Mangio621 / Mangio-RVC-Fork

*CREPE+HYBRID TRAINING* A very experimental fork of the Retrieval-based-Voice-Conversion-WebUI repo that incorporates a variety of other f0 methods, along with a hybrid f0 nanmedian method.
MIT License
1.01k stars 217 forks source link

cli infer: missing/wrong/mystery 'arg 14' ? #69

Open protocolGITHUB opened 1 year ago

protocolGITHUB commented 1 year ago

There's a mistake in the instructions/template when inferring from cli:

based on onscreen listed args, this should work, but doesn't: model.pth input.wav out.wav logs/index.index 0 -3 hybrid[harvest+crepe] 32 7 0 1 .78 .16 False

error: "if com[14] == "False" or com[14] == "false": IndexError: list index out of range"

If I add an additional 'mystery' arg before the 'False', like in the sample line printed onscreen below the args list, it works (added '.45'): model.pth input.wav out.wav logs/index.index 0 -3 hybrid[harvest+crepe] 32 7 0 1 .78 .16 .45 False

Does that arg get ignored ('.45'), or how is it used? Hoping to get good hybrid results without arg 14 messing with the result.

EDIT: looks like its just a typo, gets ignored I think:

protection_amnt = float(com[12]) protect1 = 0.5 if com[14] == "False" or com[14] == "false":

kalomaze commented 1 year ago

Quefrency and Timbre options come after 'True' if you set the arg to 'True'. It is for the experimental formanting option. E.g, if you don't want to formant:

model.pth input.wav out.wav logs/index.index 0 -3 hybrid[harvest+crepe] 32 7 0 1 .78 .16 False

If you do want to formant:

model.pth input.wav out.wav logs/index.index 0 -3 hybrid[harvest+crepe] 32 7 0 1 .78 .16 True 8.0 1.2 (8.0 Quefrency and 1.2 Timbre is the 'male to female' conversion preset in GUI)'

False will not require options for the formant shift as it will be turned off. We will update the appropriate readme explanation; CLI explanation was updated within the actual file, but not on the README

protocolGITHUB commented 1 year ago

Thanks! I understand how to use the feature, I was pointing out the bug in the code and description.

infer_web.py, line #1568: if com[14] == "False" or com[14] == "false":

change to: if com[13] == "False" or com[13] == "false":

Until the above line is corrected, you will still need to insert an extra dummy arg14/com[13] for the code to work as is.

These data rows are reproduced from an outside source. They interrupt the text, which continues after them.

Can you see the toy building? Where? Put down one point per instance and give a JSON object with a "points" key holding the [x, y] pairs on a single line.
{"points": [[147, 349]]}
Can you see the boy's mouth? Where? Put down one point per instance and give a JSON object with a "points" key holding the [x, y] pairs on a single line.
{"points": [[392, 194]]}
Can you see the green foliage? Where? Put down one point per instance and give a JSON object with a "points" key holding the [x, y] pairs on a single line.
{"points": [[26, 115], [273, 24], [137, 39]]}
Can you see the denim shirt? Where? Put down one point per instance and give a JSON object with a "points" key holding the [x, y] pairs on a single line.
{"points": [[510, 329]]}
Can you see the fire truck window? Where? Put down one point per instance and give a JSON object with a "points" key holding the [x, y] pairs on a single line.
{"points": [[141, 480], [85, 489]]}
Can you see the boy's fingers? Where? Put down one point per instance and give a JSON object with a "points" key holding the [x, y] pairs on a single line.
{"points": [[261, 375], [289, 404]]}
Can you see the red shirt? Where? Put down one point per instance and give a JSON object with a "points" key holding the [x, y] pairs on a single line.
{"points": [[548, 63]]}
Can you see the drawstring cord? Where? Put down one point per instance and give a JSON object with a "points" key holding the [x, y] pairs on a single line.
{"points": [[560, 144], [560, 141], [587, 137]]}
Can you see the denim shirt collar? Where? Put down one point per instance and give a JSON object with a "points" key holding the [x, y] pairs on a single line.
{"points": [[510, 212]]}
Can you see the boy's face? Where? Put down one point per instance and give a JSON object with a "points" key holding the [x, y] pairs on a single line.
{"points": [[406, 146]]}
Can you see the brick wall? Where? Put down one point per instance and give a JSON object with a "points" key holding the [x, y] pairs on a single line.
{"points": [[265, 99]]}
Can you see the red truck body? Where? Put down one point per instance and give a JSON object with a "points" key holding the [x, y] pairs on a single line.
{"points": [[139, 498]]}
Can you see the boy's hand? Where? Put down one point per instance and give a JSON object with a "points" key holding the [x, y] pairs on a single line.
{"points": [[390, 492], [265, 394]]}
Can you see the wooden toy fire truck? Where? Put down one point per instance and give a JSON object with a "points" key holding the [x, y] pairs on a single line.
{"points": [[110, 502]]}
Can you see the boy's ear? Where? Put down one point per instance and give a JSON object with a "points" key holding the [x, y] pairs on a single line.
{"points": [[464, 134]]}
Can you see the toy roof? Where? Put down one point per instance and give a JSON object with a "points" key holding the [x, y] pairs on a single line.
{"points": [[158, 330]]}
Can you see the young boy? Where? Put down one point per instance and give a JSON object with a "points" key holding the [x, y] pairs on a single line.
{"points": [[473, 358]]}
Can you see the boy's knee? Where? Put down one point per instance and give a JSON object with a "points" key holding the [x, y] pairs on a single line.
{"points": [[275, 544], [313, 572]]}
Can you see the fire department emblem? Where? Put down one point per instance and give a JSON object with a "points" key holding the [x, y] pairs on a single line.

model.pth input.wav out.wav logs/index.index 0 -3 hybrid[harvest+crepe] 32 7 0 1 .78 .16 foo False

thanks!

protocolGITHUB commented 1 year ago

Additional info:

corrected indexes (not sure if it breaks elsewhere), infer_web.py line #1568+

if com[13] == "False" or com[13] == "false":
        DoFormant = False
        Quefrency = 0.0
        Timbre = 0.0
        CSVutil(
            "csvdb/formanting.csv", "w+", "formanting", DoFormant, Quefrency, Timbre
        )

else:
        DoFormant = True
        Quefrency = float(com[14])
        Timbre = float(com[15])
        CSVutil(
            "csvdb/formanting.csv", "w+", "formanting", DoFormant, Quefrency, Timbre
        )
TripleKiller666 commented 1 year ago

So I noticed, the Args don´t match up with the example, unless I miss something.

Example below: Arg1) mi-test.pth Arg2) saudio/Sidney.wav Arg3) myTest.wav Arg4) logs/mi-test/added_index.index Arg5) 0 Arg6) -2 Arg7) harvest Arg8) 160 Arg9) 3 Arg10) 0 Arg11) 1 Arg12) 0.95 Arg13) 0.33 Arg14) 0.45 Arg15) True Arg16) 8.0 Arg17) 1.2

In the Example above we would set Arg15 to be True or False, not Arg14. I don´t even know what Arg14 is supposed to be (maybe max Breath Protection???) Most User would likely skip the Arg14 Number and instead type True or False, because the Description is: arg 14) Whether to formant shift the inference audio before conversion: False (if set to false, you can ignore setting the quefrency and timbre values for formanting)